Just a few months before the pandemic hit, Malina Buturović began writing her dissertation, which explored theories of intergenerational transmission in the ancient world - the belief that various afflictions were passed down through heredity.
As fear and confusion around the spread of COVID-19 grew, Buturović began thinking more deeply about what it would have meant to experience those feelings at a time when there was no theory of contagion or understanding of person-to-person disease transmission.
"In the early days of the pandemic we were all living this object lesson in the ethical life of the body," she said. "You would go to the grocery store and worry whether you breathed on someone or whether they breathed on you because the consequences of those ordinary actions could be so dire."
The experience expanded her analysis of the ethical life of the body in the ancient world and helped shape her dissertation, which is now the basis for a forthcoming book. Buturović, who graduated from Yale College in 2016 and returned to campus as a postdoctoral fellow in 2023, is now an assistant professor in the Department of Classics in Yale's Faculty of Arts and Sciences.
In the latest edition of Office Hours, a Q&A series that introduces new Yale faculty members to the broader community, Buturović sat down with Yale News to talk about ancestral curses, her undergraduate years at Yale, and her love of movies in which nothing happens.
Title | Assistant professor of classics |
Research interest | History of the body in the ancient world; ancient Graeco-Roman medicine and biology; overlaps between ancient medicine and philosophy |
Prior institution | Princeton University |
Started at Yale: | July 1, 2024 |
Tell me about your research.
Malina Buturović: I work primarily on ancient medical and scientific texts, but with an eye to how they can help us reconstruct richer, more textured understandings of what the historian Barbara Duden once called "life inside the body." What was it like to live in a body whose insides you imagine not as discrete organs, but as liquid? To identify your life with the "pneuma" (air) coursing through your arteries? To think that the heart is the seat of your rationality?
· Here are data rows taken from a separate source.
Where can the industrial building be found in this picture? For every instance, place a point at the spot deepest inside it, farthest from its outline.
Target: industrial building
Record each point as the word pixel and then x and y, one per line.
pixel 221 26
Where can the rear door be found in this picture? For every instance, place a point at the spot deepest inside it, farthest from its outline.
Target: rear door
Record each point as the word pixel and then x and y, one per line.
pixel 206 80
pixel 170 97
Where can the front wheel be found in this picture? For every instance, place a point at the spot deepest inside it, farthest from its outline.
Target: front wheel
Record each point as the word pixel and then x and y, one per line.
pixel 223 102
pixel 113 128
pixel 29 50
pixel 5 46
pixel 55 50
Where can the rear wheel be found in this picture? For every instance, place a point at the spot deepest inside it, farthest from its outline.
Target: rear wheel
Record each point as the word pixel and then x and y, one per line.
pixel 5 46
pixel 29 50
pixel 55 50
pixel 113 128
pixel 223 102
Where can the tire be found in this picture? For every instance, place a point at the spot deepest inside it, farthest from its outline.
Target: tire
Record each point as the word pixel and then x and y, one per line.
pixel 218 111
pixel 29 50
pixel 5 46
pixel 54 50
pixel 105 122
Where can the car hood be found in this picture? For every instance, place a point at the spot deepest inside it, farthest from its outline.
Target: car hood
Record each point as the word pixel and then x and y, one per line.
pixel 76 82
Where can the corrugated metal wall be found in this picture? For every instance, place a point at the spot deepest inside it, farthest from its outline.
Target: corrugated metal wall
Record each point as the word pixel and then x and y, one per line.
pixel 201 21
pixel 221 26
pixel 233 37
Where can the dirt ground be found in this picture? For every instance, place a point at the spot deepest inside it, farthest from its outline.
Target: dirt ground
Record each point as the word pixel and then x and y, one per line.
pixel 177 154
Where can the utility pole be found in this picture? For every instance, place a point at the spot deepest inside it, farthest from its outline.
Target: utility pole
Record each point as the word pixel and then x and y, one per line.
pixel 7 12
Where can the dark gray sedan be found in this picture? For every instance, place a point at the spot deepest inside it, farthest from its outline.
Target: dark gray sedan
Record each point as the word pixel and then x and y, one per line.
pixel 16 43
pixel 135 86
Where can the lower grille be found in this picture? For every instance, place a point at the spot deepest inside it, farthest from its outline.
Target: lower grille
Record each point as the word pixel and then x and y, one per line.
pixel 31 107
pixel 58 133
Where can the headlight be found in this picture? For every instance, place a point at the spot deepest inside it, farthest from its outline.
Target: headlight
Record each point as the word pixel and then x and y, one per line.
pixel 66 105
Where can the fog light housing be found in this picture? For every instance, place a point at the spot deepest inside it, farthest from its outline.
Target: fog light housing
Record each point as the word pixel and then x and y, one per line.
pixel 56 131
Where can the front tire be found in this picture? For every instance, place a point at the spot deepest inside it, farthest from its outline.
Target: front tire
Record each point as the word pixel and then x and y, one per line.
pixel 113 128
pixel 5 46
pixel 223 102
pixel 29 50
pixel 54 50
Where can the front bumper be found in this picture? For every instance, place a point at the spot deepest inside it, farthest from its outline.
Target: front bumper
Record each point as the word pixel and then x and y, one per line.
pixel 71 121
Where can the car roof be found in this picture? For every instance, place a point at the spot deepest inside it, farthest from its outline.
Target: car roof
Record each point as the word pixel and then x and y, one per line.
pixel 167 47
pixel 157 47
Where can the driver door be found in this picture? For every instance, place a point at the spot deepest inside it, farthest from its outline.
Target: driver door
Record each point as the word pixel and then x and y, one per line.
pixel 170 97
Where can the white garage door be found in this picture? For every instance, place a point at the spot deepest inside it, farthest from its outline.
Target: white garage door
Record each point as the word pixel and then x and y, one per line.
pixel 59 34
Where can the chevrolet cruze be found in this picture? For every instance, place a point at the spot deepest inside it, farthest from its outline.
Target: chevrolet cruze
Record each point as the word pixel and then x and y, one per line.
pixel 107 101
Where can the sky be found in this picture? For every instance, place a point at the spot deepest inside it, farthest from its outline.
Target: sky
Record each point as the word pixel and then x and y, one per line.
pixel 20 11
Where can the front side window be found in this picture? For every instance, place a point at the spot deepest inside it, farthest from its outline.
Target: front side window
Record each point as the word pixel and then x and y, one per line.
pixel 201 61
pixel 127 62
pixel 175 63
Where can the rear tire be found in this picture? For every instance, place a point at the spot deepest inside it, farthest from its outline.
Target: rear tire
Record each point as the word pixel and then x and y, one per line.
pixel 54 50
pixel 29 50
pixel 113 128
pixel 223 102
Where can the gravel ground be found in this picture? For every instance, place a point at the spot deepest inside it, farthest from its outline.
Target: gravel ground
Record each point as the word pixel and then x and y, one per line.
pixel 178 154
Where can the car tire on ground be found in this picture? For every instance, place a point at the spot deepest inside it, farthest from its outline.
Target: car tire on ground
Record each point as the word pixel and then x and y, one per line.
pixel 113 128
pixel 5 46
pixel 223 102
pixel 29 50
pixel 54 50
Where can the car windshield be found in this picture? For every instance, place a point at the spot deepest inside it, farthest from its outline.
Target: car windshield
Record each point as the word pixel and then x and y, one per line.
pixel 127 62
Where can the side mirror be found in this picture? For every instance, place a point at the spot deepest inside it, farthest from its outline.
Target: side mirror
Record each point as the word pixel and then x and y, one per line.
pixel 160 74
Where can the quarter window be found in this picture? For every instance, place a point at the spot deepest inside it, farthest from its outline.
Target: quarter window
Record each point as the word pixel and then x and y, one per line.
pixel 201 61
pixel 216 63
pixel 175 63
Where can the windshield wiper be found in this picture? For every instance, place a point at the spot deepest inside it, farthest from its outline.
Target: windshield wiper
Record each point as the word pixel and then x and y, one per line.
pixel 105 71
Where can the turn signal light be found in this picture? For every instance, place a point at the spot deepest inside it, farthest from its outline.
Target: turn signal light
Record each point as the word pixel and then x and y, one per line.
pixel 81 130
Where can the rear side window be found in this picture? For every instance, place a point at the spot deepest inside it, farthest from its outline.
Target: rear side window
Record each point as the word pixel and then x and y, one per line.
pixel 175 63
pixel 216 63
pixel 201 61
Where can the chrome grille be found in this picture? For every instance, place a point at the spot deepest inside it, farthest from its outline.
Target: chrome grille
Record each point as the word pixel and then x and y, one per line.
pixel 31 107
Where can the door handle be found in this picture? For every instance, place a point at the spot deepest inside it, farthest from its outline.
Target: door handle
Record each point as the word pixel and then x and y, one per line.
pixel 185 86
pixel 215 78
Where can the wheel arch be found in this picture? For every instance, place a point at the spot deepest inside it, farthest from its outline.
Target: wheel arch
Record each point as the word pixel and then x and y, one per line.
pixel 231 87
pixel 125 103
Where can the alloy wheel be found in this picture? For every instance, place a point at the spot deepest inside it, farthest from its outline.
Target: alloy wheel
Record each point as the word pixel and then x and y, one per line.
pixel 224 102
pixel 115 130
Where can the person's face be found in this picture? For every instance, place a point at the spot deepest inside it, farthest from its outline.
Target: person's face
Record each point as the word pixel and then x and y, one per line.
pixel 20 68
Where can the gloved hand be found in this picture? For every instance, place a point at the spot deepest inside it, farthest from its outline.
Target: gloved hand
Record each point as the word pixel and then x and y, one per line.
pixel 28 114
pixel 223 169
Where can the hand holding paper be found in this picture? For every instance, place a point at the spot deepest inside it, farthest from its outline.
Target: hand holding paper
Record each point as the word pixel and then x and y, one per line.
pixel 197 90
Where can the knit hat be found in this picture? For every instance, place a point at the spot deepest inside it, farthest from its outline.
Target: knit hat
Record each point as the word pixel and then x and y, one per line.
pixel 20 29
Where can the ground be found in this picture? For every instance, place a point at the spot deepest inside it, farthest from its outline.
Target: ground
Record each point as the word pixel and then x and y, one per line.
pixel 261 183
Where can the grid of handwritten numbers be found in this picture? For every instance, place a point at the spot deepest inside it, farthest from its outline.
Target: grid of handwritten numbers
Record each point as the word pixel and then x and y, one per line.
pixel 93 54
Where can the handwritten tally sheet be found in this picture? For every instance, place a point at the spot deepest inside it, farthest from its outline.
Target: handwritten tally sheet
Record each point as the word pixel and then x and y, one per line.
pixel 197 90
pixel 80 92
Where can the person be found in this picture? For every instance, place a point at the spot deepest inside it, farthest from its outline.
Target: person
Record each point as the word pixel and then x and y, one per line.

These sorts of very fundamental beliefs and uncertainties about one's own body and one's physical world are spelled out most clearly in ancient scientific texts. But they must have played a major role in the poetry, theology, and philosophy of the ancient world as well. So, my writing crisscrosses between science and literature, to draw out their connections.
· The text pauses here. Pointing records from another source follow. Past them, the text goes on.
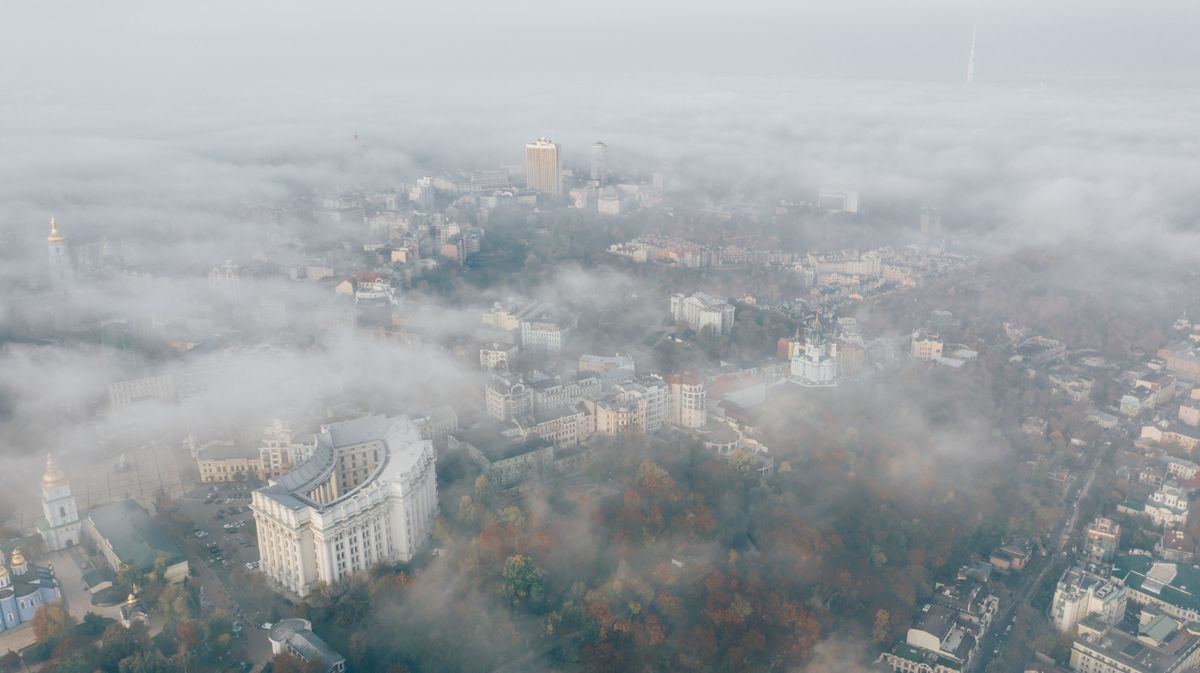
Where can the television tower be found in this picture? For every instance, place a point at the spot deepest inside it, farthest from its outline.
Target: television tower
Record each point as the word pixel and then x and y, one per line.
pixel 971 58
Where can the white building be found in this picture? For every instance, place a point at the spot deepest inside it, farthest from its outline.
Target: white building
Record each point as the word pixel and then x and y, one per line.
pixel 599 162
pixel 60 528
pixel 507 397
pixel 701 311
pixel 816 364
pixel 281 451
pixel 225 282
pixel 925 346
pixel 61 270
pixel 689 401
pixel 541 336
pixel 1081 594
pixel 544 167
pixel 838 200
pixel 1168 505
pixel 369 494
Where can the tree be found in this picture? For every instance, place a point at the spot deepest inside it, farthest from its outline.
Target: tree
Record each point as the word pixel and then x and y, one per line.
pixel 52 623
pixel 289 664
pixel 93 625
pixel 145 661
pixel 882 623
pixel 522 580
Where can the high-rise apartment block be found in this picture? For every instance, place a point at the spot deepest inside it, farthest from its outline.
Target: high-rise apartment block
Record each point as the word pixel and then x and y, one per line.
pixel 544 167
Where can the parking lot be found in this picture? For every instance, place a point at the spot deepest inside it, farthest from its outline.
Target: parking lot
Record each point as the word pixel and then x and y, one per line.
pixel 222 545
pixel 223 524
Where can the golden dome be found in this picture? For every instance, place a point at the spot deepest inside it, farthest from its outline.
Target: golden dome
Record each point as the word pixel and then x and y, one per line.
pixel 53 476
pixel 55 236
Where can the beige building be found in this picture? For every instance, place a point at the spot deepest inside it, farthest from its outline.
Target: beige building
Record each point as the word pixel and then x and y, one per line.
pixel 366 496
pixel 925 347
pixel 544 167
pixel 228 462
pixel 689 401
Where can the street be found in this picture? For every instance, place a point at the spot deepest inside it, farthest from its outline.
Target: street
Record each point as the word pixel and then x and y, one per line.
pixel 1055 562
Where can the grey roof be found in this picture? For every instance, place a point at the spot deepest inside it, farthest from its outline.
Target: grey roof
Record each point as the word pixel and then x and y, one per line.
pixel 396 437
pixel 298 634
pixel 136 538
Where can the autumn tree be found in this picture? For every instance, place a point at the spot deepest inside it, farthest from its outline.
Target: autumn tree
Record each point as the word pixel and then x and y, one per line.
pixel 522 580
pixel 52 623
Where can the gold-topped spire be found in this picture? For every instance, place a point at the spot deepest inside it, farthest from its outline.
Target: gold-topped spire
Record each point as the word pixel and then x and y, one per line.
pixel 55 236
pixel 53 476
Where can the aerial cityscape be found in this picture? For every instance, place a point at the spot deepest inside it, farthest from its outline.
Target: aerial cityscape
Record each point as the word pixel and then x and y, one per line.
pixel 340 338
What made you interested in those connections?
Buturović: Ancient texts feature a range of creative, sometimes lurid accounts of how people inherit curses from their parents and grandparents: through nurture, through seed, because of the vindictive actions of an angry or jealous god, or (in one famous example) by way of blood-licking demons nourished in the womb. My doctoral research investigated the relationship between the ways of thinking about heredity and ancestral curse that you find in theological and literary texts and ways of thinking about the same questions in medical and biological texts. That's the story that my current book project, "The Transmission of Fault," tells. Across theological, literary, and medical texts, I suggest that ancient Greeks and Romans are thinking in convergent ways about physical and material mechanisms that transmit experience and suffering from the parents down to the child, as well about the justice of these inheritances.
Are you referring to physical suffering?
Buturović: All kinds of things. It could be character heredity - someone turns out to be a bad person because their parent is a bad person. But it could also be that you have some kind of illness or disability because of something that your parents or grandparents were seen to have done wrong. And you find versions of these ideas both in medical texts and in literary texts. The crossover becomes particularly clear in the first or second century C.E. world, a period often known as the Second Sophistic.
What got you interested in looking back at the ancient world?
Buturović: I had spectacular professors in the classics [during undergraduate studies at Yale]. I think the classics have a reputation for being a little bit pedantic, perhaps a little dry. But my professors were warm and enthusiastic and vibrant when they talked about the ancient world - they spoke with such familiarity about these remote objects, separated from us by vast distances. In my teaching, I try to communicate to my students just how much studying and thinking about the ancient world can change how you see the modern world - and that's in part because the experience of choosing to live in proximity to these very distant and remote objects will change you.
What do you like to do outside of work?
Buturović: I am really into modern and contemporary American poetry - I'm reading a lot of it right now. I also do a lot of outdoor activities. I really like ocean swimming, so one of the things I was most excited about in moving to New Haven is that I am about 25 minutes away from Hammonasset Beach [in Madison, Connecticut]. I like movies in which nothing happens. I don't like plot-driven movies; I like some combination of melancholy over failing utopias, expensive costuming, or impressive scenery.